𝐋𝐨 𝐬𝐚𝐩𝐞𝐯𝐢 𝐜𝐡𝐞?
Alcune sere fa ho avuto la fortuna di assistere a un intervento di Angelo Floramo, in occasione della presentazione della nuova edizione de “Il Fiume che canta“. Il fil rouge dei suoi interventi dimostra la sua enorme passione per il territorio, per il nostro Fiume e per la lingua friulana. Sorvolo sulla nonna bavarese (avendo io un mamma elvetica, ne so qualcosa) ma ho preso mentalmente nota di alcuni spunti divertentissimi del monologo del professore.
Spulcia spulcia il web, ho trovato materiale per una serie sostanziosa di spiegoni sulle figure mitologiche della tradizione popolare del Friuli.
Eccone una: la 𝙇𝙚𝙩𝙤𝙖𝙣𝙚. Era una 𝘼𝙜𝙖𝙣𝙖, cioè appartenente alla schiera di figure femminili abitanti dei corsi d’acqua o grotte carsiche, dove la presenza di gocciolìo e ruscellamento è costante. Sono personaggi ambigui, sfuggenti, molto eteree e dal carattere bizzoso. Possono dimostrarsi riconoscenti con le persone che le aiutano, ma anche molto scontrose con chi dà loro fastidio. In alcuni racconti si accaniscono con la prole degli abitanti dei borghi limitrofi, facendo loro dispetti o inducendoli a comportamenti pericolosi, se non fatali.
Partiamo dal principio, che si perde nella notte dei tempi: era usanza riservare particolari cure alle donne che avevano appena dato alla luce un bimbo.
Per quaranta giorni non potevano toccare l’acqua, se non per berla. Niente bagno, niente bucato, niente pulizie (ci pensava la neo-nonna). E durante lo stesso periodo l’alimentazione che veniva riservata alle puerpere era particolarmente ricca e sostanziosa. Il che, tutto sommato, pare anche una buona pratica: riposo e recupero delle forze.
Allo scadere del 40esimo giorno, neo-mamma e neo-nonna si recavano in chiesa per la benedizione e potevano così riprendere ognuna le proprie attività quotidiane.
Ma, nel malaugurato caso che la madre fosse morta di parto, era impossibile impartirle la benedizione. Finiva quindi, suo malgrado, in una specie di limbo pagano, da cui poteva tornare sotto forma di Agana, nello specifico di Letoane. Questa creatura veniva vista, tutta vestita di bianco, a lavare ogni notte le lenzuola macchiate del proprio sangue.

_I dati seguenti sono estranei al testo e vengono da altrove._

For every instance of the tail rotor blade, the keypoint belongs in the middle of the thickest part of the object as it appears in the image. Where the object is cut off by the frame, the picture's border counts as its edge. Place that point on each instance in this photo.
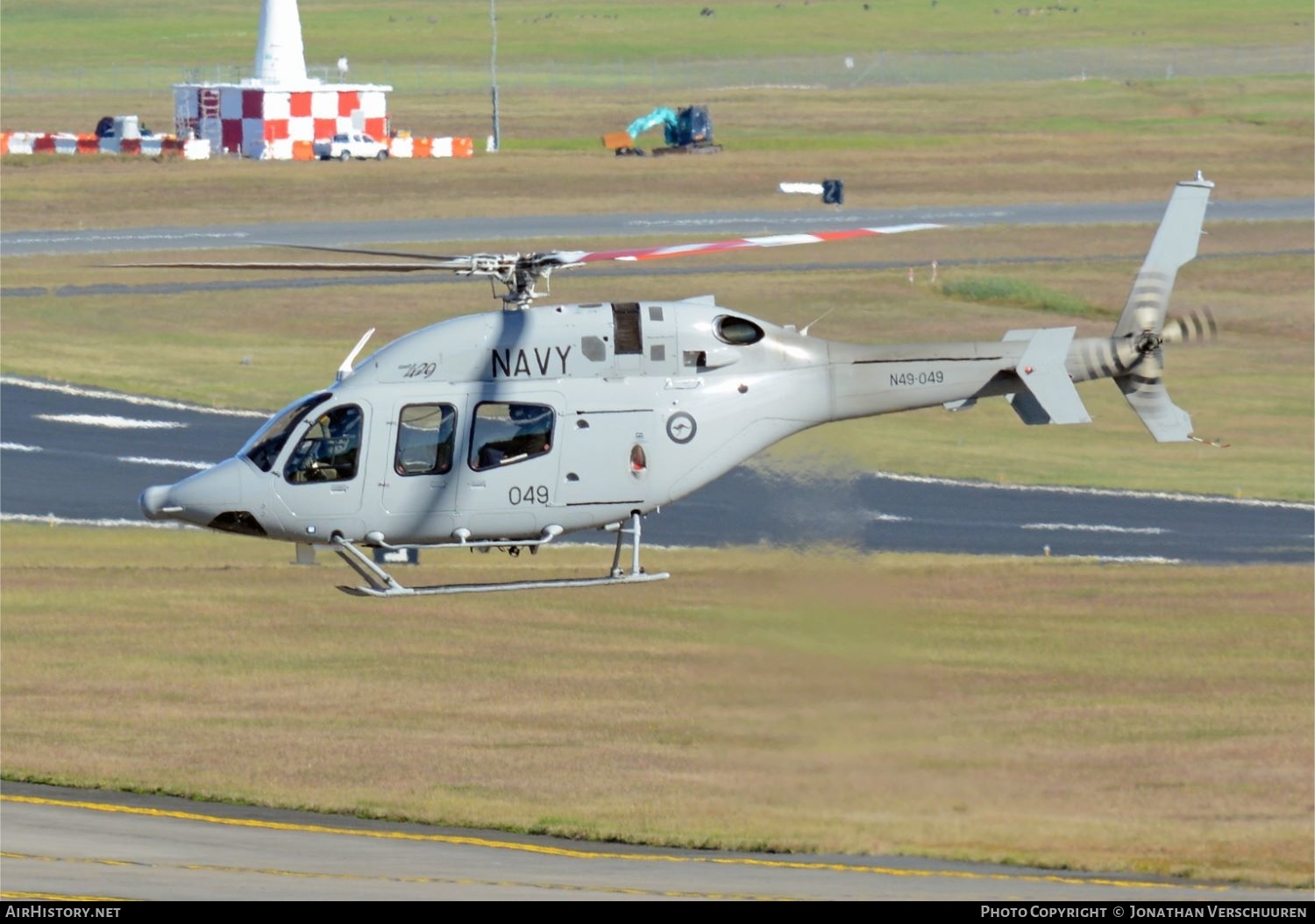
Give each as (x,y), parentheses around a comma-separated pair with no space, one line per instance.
(1197,326)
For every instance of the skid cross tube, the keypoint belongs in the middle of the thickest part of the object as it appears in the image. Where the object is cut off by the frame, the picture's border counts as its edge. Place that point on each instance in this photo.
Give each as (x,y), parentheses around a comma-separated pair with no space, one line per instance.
(381,584)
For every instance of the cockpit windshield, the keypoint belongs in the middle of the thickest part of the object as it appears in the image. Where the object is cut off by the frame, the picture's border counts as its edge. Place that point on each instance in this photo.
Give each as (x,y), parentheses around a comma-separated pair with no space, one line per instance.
(265,447)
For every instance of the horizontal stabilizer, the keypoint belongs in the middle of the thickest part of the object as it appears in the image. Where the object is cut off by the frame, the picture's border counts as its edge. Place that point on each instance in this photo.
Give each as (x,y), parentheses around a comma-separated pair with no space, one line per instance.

E mentre non era impegnata a cancellare i segni del suo trapasso ingiusto, si nascondeva sotto al pelo dell’acqua. La sua chioma fluente richiamava i bambini che giocavano sulle sponde del fiume, il colore candido delle vesti li abbagliava, le forme sinuose delle onde li incuriosivano.
La Letoane non aspettava che il momento propizio per afferrare il piedino di un bimbo che si fosse spinto in acqua e trascinarlo sul fondo. Era la sua tremenda vendetta per un tragico destino subito.
Un’altra chiave di lettura ci racconta invece che fosse spinta dall’inarrestabile desiderio di ricongiungersi al proprio figlio, sperando ogni volta che quella che si stava avvicinando al corso d’acqua fosse la sua creatura, da cui era stata separata troppo presto.
Come conclude il prof. Floramo: “Pensate che queste erano le fiabe che le nostre nonne ci raccontavano. Ora capite perchè siamo persone adulte con grossi squilibri psichici”. To be continued.